Эта доктрина в достаточной степени знакома пишущим по-английски философам середины нашего века. Принимая данную систему представлений о языке и о смыслах как значимую, мы будем вынуждены согласиться с тем, что никакие этические, эстетические, идеологические, социальные или религиозные представления не могут не приниматься в расчет. Но отсюда же вытекает и еще одно следствие. Поскольку для Хаманна любая мысль и любая речь уже есть коммуникация, то это должна быть коммуникация между конкретными индивидами. Но если эти индивиды намерены понять друг друга настолько, насколько это возможно в земных условиях, им придется вчувствоваться в индивидуально значимые образы, в текстуру, неотделимую от того, что человек говорит или, если этот человек является художником, создает. Требовать слов или произведений искусства, которые были бы понятны кому угодно и где угодно, – вещь столь же абсурдная, как и поиск универсального языка. И худшим из всех возможных стандартов является так называемый bon sens, тот общечеловеческий здравый смысл, о коем одобрительно отзывался Дидро и который для Хаманна служит гарантией поверхностности, филистерства и той способной что угодно привести к общему знаменателю силы, которая любую значимую вещь превращает в одинаково серую банальность. Отсюда его стремление защищать эзотерику как таковую. Причиной в данном случае может служить попытка хоть как-то оправдать собственную склонность оставаться загадочным и непонятым, говорить, обращаясь при этом только к тем немногим, кто способен тебя понять, – однако он выстраивает на этом основании целую доктрину, согласно которой всякое искусство, всякое творчество есть тайна, и, если навязать ей правила и сделать ее достоянием широкой публики, она претерпевает необратимые изменения и деградирует: именно это преступление и совершили древние греки и современные французы, превратившие сугубо личный, индивидуальный и временами пугающий процесс в механическое ремесло, доступное каждому и в исполнении, и в понимании, с той разницей, что отныне обе эти составляющие ничего не стоят.

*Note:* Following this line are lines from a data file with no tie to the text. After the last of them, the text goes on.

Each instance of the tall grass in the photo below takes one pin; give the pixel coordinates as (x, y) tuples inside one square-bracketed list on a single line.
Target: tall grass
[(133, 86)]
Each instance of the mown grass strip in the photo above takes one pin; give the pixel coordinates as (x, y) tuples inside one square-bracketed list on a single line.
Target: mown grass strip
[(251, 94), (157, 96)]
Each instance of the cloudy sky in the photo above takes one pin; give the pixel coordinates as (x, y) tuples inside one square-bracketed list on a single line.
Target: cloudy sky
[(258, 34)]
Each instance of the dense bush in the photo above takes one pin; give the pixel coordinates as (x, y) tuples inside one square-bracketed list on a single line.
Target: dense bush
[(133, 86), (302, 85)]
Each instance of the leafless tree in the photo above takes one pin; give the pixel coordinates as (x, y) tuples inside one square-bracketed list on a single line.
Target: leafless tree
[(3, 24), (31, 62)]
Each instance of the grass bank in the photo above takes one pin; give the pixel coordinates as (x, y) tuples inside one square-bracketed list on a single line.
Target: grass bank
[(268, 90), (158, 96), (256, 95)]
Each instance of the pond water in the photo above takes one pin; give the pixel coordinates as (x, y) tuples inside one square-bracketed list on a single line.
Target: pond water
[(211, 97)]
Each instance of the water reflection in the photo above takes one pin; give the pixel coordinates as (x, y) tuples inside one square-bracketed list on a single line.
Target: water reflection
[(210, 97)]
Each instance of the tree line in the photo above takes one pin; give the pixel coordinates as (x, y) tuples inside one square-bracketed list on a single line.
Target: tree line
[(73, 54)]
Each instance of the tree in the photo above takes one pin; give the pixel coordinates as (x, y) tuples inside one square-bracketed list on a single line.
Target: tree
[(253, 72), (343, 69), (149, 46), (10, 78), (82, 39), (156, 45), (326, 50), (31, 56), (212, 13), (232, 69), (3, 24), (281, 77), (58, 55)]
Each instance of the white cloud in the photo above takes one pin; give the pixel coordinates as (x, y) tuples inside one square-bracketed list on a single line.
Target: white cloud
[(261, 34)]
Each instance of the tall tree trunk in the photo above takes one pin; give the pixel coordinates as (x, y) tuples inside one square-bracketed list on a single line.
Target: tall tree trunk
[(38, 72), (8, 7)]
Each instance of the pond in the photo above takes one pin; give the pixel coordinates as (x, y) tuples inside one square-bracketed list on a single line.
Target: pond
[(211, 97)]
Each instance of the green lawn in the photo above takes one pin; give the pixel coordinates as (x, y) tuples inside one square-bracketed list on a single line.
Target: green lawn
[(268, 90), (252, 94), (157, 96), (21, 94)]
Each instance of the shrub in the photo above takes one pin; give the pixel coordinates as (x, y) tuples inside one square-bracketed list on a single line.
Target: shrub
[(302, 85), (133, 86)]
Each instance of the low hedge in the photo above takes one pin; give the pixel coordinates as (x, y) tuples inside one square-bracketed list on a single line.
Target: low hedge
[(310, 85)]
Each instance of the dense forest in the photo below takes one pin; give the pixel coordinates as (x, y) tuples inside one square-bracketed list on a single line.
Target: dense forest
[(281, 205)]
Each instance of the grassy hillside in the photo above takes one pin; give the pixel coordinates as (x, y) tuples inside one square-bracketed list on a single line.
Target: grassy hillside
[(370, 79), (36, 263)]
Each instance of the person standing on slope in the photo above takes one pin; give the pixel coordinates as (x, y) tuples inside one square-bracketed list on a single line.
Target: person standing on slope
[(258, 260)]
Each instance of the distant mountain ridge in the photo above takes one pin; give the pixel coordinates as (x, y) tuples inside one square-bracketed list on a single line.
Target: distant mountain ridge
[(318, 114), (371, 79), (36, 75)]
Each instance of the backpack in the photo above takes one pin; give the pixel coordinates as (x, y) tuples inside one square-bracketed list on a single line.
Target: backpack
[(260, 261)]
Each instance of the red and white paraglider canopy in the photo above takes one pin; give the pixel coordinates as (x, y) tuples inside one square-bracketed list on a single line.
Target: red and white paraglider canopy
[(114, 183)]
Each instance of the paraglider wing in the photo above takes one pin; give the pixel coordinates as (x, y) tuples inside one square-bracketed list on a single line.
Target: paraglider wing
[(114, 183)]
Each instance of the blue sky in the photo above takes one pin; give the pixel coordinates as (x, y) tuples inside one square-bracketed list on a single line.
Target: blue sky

Всю свою жизнь Хаманн испытывал выраженную склонность к мистагогам, даже если прекрасно отдавал себе отчет в том, что имеет дело с шарлатаном, как в случае с облаченным в козью шкуру «пророком» по имени Кристоф Кауфман, сумевшим в какой-то мере заинтриговать и сбить с толку граждан Кёнигсберга, – у Хаманна завязались с ним отношения пусть и неоднозначные, но основанные на вполне искренней симпатии. Хаманну нравилось выступать в роли носителя тайного знания, человека, который и не рассчитывает на то, что его поймут как следовало бы, исполненного иронии Сократа, рыцаря-розенкрейцера, «апокрифической» сивиллы и прочих персонажей в том же духе. Пускай он сам никогда и не высказывался прямо в этом смысле, но ему явно хотелось быть наставником в истинном знании, мудрецом, гуру, спасителем несчастных душ, угодивших в гигантскую сеть Просвещения.